[In this fallow period for Lockerbie-related news, here is the text of a letter from Dr Jim Swire published in The Herald and posted on this blog three years ago today:]
In 1986, Prime Minister Margaret Thatcher colluded with US President Ronald Reagan in facilitating the bombing of Tripoli and Benghazi – revenge for an alleged Libyan terrorist bomb in Germany.
Inspection of the Gaddafi family residence of the time, preserved as a ruin ever since, and seen on our screens again these days, makes it obvious that the US bomb which partially destroyed the residence had been intended to assassinate Muammar Gaddafi (“New Gaddafi blitz”, The Herald, March 21).
Instead the blast and shrapnel killed Gaddafi’s adopted daughter Hannah, aged 18 months, asleep in her bedroom. Some 30 Libyan civilians died too that night. Their relatives still grieve as we do.
In 1993, nearly two years after the publication of indictments of two Libyan citizens for their alleged part in causing the Lockerbie disaster, Lady Thatcher wrote, in praise of this action, in The Downing Street Years.
She wrote: “First it [the bombing raid] turned out to be a more decisive blow against Libyan-sponsored terrorism than I could ever have imagined … the much-vaunted Libyan counter attack did not and could not take place.
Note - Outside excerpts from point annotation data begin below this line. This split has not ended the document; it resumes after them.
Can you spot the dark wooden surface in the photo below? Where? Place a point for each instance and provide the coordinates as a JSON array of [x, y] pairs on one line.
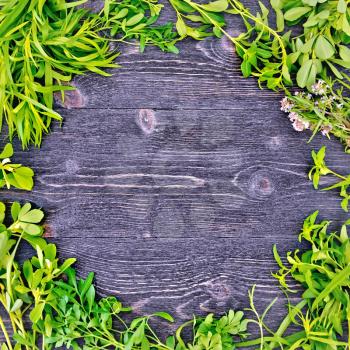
[[173, 178]]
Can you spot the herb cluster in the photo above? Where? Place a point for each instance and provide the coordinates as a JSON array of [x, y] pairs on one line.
[[64, 310]]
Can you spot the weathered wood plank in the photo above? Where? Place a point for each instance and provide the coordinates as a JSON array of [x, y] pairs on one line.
[[173, 178], [163, 173]]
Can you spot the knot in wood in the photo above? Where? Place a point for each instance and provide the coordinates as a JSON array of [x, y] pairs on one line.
[[146, 120], [219, 290], [261, 184]]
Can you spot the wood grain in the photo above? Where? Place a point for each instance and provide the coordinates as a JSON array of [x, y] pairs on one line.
[[173, 178]]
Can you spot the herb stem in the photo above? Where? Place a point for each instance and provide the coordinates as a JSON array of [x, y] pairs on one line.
[[4, 331]]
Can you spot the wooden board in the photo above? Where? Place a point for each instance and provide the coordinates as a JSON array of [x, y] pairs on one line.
[[173, 178]]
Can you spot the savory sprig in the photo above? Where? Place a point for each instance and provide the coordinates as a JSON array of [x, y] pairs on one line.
[[321, 169], [134, 22], [324, 272], [12, 174], [322, 46]]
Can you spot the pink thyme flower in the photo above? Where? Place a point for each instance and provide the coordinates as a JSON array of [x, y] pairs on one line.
[[293, 116], [286, 105], [326, 129], [300, 125]]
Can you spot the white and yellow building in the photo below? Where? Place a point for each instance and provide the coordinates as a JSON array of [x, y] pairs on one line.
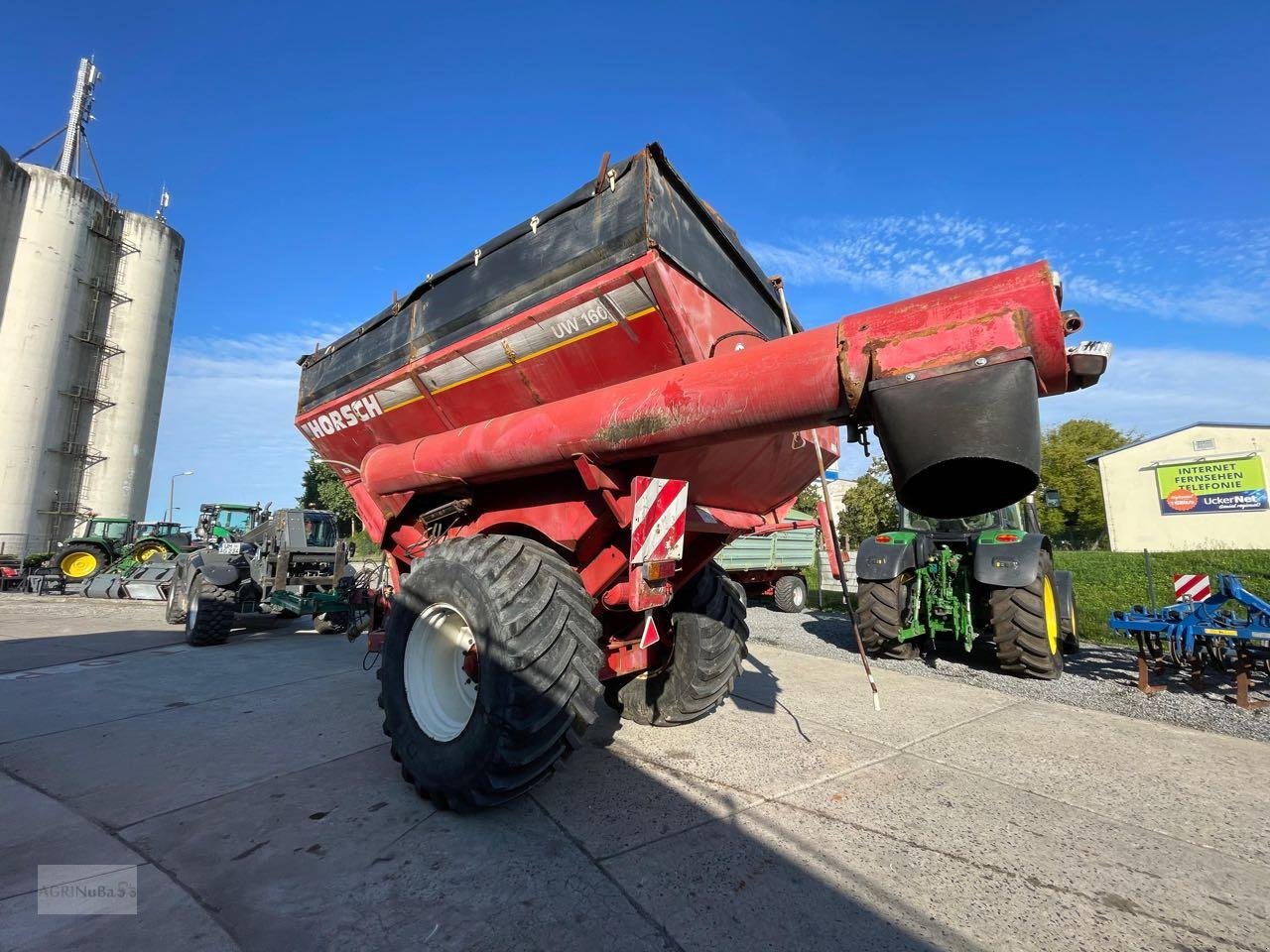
[[1201, 486]]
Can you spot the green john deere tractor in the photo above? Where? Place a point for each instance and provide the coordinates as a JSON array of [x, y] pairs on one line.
[[103, 542], [989, 575], [229, 522]]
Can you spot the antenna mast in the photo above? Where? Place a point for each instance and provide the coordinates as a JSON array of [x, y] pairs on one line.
[[81, 111]]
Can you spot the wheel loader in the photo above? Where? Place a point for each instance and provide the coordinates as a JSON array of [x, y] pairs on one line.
[[962, 579], [287, 563]]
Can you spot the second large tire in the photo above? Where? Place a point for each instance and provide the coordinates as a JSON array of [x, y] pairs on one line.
[[532, 673], [790, 593], [1025, 626], [880, 612], [707, 648], [208, 612]]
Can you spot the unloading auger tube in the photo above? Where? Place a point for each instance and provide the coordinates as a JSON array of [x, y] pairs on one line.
[[948, 380]]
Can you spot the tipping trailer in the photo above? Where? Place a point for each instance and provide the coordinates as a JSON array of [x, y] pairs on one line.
[[772, 558], [553, 436]]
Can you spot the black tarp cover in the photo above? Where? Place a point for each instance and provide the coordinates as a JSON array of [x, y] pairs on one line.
[[576, 239]]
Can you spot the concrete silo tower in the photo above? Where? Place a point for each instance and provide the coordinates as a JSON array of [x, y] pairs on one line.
[[87, 296]]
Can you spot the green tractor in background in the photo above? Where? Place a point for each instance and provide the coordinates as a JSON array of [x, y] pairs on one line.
[[230, 522], [957, 579], [104, 542]]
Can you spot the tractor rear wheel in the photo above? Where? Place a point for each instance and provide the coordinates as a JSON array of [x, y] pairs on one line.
[[208, 612], [707, 648], [880, 611], [490, 669], [790, 593], [1025, 626], [331, 622], [81, 562]]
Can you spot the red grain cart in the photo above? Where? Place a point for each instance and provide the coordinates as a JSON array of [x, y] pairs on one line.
[[554, 435]]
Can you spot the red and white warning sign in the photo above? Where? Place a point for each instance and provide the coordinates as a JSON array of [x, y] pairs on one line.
[[1193, 587], [657, 526]]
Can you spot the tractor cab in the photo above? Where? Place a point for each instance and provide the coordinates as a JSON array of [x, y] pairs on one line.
[[1007, 518], [229, 522], [112, 531], [989, 575], [158, 530]]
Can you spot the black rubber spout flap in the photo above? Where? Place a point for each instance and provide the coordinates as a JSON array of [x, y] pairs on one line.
[[961, 443]]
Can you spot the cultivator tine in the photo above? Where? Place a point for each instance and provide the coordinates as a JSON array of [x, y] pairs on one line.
[[1144, 684], [1243, 665]]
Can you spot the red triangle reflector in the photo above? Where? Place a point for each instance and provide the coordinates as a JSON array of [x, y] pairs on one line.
[[651, 636]]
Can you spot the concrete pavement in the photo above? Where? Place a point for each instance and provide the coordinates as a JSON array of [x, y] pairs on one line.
[[253, 787]]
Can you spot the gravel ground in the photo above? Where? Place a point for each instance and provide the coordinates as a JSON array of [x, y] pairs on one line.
[[1098, 678]]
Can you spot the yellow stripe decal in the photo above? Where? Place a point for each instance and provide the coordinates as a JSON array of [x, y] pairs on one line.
[[527, 357]]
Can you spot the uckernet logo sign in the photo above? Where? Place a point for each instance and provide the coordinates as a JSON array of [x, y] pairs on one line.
[[1211, 486]]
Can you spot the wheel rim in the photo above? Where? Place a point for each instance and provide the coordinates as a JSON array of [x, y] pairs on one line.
[[79, 565], [1051, 615], [443, 671]]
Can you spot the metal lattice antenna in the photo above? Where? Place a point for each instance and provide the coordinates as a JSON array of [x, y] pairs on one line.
[[81, 111]]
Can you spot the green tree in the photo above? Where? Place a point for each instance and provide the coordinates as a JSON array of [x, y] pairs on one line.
[[1080, 520], [321, 489], [869, 507], [808, 499]]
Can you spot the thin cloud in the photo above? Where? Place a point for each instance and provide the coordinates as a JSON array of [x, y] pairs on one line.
[[1201, 272], [229, 416]]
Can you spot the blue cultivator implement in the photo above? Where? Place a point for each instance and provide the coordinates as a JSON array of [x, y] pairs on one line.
[[1206, 634]]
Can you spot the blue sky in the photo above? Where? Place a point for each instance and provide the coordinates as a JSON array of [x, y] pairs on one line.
[[320, 157]]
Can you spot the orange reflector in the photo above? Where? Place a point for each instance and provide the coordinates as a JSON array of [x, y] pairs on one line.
[[653, 571]]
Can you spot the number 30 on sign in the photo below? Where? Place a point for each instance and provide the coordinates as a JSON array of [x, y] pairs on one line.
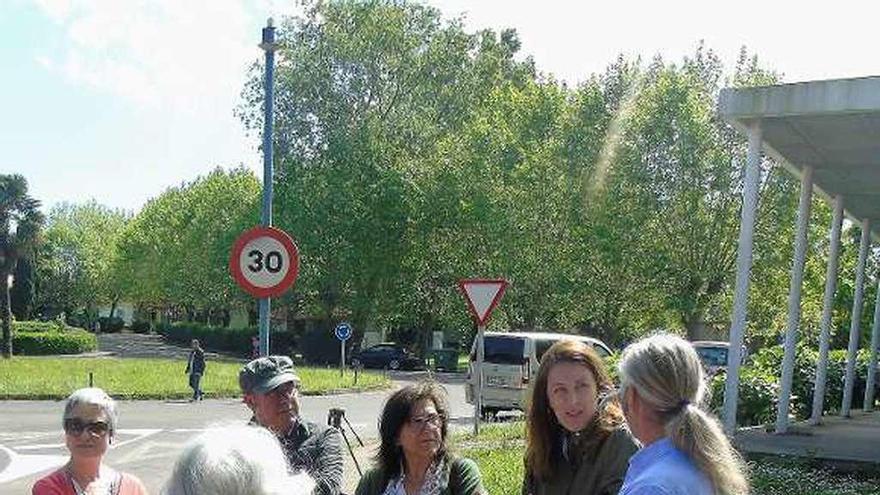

Gaddafi had not been destroyed but he had been humbled. There was a marked decline in Libyan-sponsored terrorism in succeeding years.”
Two years later [ie two years after the bombing raid] the Lockerbie tragedy occurred.
In 1991, when the indictments were issued, I first visited Gaddafi to beg him to allow his citizens to appear before a Scottish court. I also asked him to put up a picture of Flora on the wall of Hannah’s bedroom, beside one of Hannah. Beneath we put a message in Arabic and English. It was still there in 2010 when I was last in Tripoli.
It reads: “ The consequence of the use of violence is the death of innocent people.”
Even forbidden as we private citizens still are, to see the secret documents from those days, the sentiments of Flora’s message remain secure. I hope the plaque will not be destroyed in a second attempt at assassination. Libyans should decide their own future, as we ours.